The process of reconstruction can add irrelevant and misleading information to the original event, making new pictures of our past reality each time we trigger and recall them. Depending on the situation in which we try to remember something, our brain can take a wrong path and end up with a wrong set of pieces to build a past experience.

I would not go so far as to say that we can barely trust our brain storage system, but next time you want to remember something, think about the possibility of taking your memories with a pinch of salt and, if you have your smartphone, take a picture. It is worth a thousand memories.

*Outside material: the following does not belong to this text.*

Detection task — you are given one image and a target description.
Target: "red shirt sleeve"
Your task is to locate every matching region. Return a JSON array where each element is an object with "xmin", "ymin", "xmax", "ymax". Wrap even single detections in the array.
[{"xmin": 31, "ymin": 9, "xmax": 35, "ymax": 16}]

Thought #42. Crocodile tears.

Crying emotional tears is a strange quirk of humankind. Sometime during the early development of the species, our ancestors had to contrive ways to express emotions in response to new forms of social interaction. However, social traits have been widely and deeply observed among other animal species and yet shedding emotional tears is considered uniquely human, making it so far impossible to reveal the mystery over why others animals do not show emotions using their lacrimal gland.

Apparently, this unique feature could be one of the answers to my dearest question: what makes us human. We are used to witnessing impressive emotional displays involving the act of crying. Despite being generally attached to sadness or sorrow, our ability to weep tears goes beyond these bounds. Angry tears can fill someone’s eyes when an upsetting situation is confronted. Similarly, bitter tears are suitable for disappointments. We even have invented the glamorous happy tears, especially reserved for great moments. The crocodile tears are aimed to make the viewer misleadingly react, which could be tantamount to the popular insincere smile.

Streams of tears have flooded our planet since time immemorial. Genuinely or not, we cannot deny that crying is a powerful tool to convey outward messages. Luckily, modern societies have positively evolved into a social system in which this communicative tool can be used not only by children and women but also by boys and men. But we must be able to turn away and hide tears because crying is also part of our intimacy and sometimes, the mere presence of a single tear rolling slowly down your cheek can make people willing to stop you by making the well-known and telltale “please, don’t cry” statement. I would go so far as to say that sometimes I love tears in my eyes, I need them all around but, I prefer to shed them in private. I cannot stand being told to stop crying. Emotions make us human.

Thought #41. Look on the bright side.

However hard you try, nothing seems to work. This is a situation which may sound all too familiar to most of people. When we find ourselves on the horns of a dilemma, especially when there are too many clouds on the horizon, it is challenging to make the right choice. A dilemma normally involves two equally undesirable alternatives. And still, if you look on the bright side, the fact of having the choice is by itself something good enough.

How we learn to make conscious decisions is probably the crucial question. In order to broaden your experience in the art of decision-making, take into account that fear is the worst enemy. Fear of change, particularly, has been broadly studied by psychologists and researchers all over the world. I would say that we normally tend to exaggerate the importance of our own dilemmas. Inwardly, it may seem the most important ones but, if you openly share your problem with, for example, a friend, a new point of view could melt your niggling worries.

Coldly considering the action of making decisions can improve the chances of success. You can weigh your alternatives, but most importantly, you must let your hair down and try to wind down. A put off decision is better than a hastily made. Sometimes, however hard you try, nothing will work until you manage to stand back from your quandary. This little space between you and your problems might be enough to discover some overlooked facts that could tip the balance firmly in favour of an apparently worse choice.